3.3.5.Naar het voorlopig oordeel van de kantonrechter moet het in deze procedure bedoelde relatiebeding met inachtneming van de hiervoor gegeven maatstaf aldus worden uitgelegd, dat het [geïntimeerde] verboden is om na beëindiging van de arbeidsovereenkomst zaken te doen met relaties die behoren tot het per datum beëindiging van het dienstverband bestaande klantenbestand van High Focus. Voor een extensievere uitleg - namelijk dat het [geïntimeerde] verboden is om na beëindiging van de arbeidsovereenkomst zaken te doen met relaties waarmee High Focus B.V. ten tijde van het actieve dienstverband (ooit) een klantrelatie heeft onderhouden - is naar het oordeel van de kantonrechter geen plaats. Nu er sprake is van een voor [geïntimeerde] bezwarend beding waarvan de tekst door de werkgever is opgesteld, kan van een ruimere uitleg ten voordele van High Focus geen sprake zijn. Daartoe overweegt de kantonrechter dat het voor een werknemer duidelijk moet zijn waartoe hij zich verbindt, hetgeen ligt besloten in de wettelijke eis van schriftelijke vastlegging (vgl. Hof Leeuwarden 3 mei 2006, RAR 2006,101).

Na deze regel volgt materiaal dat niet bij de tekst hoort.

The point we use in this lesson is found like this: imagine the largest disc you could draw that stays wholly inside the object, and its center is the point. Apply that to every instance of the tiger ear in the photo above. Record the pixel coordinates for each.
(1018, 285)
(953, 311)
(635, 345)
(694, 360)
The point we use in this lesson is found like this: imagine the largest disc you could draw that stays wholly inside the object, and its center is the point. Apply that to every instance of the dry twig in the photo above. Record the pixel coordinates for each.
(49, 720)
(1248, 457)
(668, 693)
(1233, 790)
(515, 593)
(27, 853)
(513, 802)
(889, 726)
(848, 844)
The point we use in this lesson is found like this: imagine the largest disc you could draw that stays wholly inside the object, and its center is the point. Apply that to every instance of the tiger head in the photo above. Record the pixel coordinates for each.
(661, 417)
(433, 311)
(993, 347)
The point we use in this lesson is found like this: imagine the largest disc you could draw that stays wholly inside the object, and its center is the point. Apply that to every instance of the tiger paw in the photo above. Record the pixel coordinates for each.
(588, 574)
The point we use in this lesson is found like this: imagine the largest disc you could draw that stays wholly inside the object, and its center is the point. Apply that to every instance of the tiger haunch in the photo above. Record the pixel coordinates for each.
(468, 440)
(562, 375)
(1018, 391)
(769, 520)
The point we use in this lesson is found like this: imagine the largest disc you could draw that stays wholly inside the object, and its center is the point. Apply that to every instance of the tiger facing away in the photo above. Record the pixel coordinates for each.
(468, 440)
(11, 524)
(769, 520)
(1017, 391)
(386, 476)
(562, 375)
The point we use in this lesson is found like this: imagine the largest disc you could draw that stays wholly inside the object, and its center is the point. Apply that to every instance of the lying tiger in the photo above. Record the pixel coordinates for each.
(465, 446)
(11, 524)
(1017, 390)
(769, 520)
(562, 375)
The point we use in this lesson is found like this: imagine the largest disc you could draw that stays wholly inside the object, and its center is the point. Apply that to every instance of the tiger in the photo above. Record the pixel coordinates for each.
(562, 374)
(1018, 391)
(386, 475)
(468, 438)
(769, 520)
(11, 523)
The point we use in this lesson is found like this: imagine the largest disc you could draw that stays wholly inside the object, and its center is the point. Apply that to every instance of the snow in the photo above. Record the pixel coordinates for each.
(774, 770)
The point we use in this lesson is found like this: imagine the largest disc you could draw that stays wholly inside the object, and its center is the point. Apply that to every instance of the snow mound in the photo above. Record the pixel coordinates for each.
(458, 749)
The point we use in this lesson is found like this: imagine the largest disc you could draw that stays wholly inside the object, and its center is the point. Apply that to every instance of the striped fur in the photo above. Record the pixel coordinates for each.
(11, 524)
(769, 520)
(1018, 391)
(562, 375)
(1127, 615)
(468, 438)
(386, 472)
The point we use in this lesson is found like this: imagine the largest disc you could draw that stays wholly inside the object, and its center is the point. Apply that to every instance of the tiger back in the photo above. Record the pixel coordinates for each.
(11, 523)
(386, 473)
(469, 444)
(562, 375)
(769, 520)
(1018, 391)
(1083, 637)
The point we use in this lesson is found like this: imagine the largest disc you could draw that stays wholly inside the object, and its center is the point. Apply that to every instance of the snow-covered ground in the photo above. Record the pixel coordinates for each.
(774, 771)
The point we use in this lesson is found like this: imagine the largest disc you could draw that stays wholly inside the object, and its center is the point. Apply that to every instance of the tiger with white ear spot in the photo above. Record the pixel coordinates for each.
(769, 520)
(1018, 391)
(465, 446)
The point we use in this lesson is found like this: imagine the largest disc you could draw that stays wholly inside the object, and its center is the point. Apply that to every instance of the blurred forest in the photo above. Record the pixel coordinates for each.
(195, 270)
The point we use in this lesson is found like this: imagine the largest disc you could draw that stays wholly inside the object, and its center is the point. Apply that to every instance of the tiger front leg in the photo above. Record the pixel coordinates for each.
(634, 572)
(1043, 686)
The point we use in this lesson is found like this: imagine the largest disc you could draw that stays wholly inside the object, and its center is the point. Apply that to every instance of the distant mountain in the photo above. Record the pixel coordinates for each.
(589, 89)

Nu vaststaat dat High Focus op het moment van uitdiensttreding van [geïntimeerde] op 1 oktober 2014 geen klantrelatie onderhield met de gemeente Moerdijk, dan wel ICT-BERM i.o. - [geïntimeerde] verrichtte op dat moment zijn werkzaamheden ten behoeve van ICT-BERM immers uit hoofde van de overeenkomst van 1 januari 2014 tussen RS4U en de gemeente Bergen op Zoom ter zake de inhuur van personeel - kan er naar het voorlopig oordeel van de kantonrechter geen sprake zijn van een overtreding van een relatiebeding en evenmin van verbeurte van daarop gestelde boetes zodat de vorderingen van High Focus dienen te worden afgewezen. (…)”.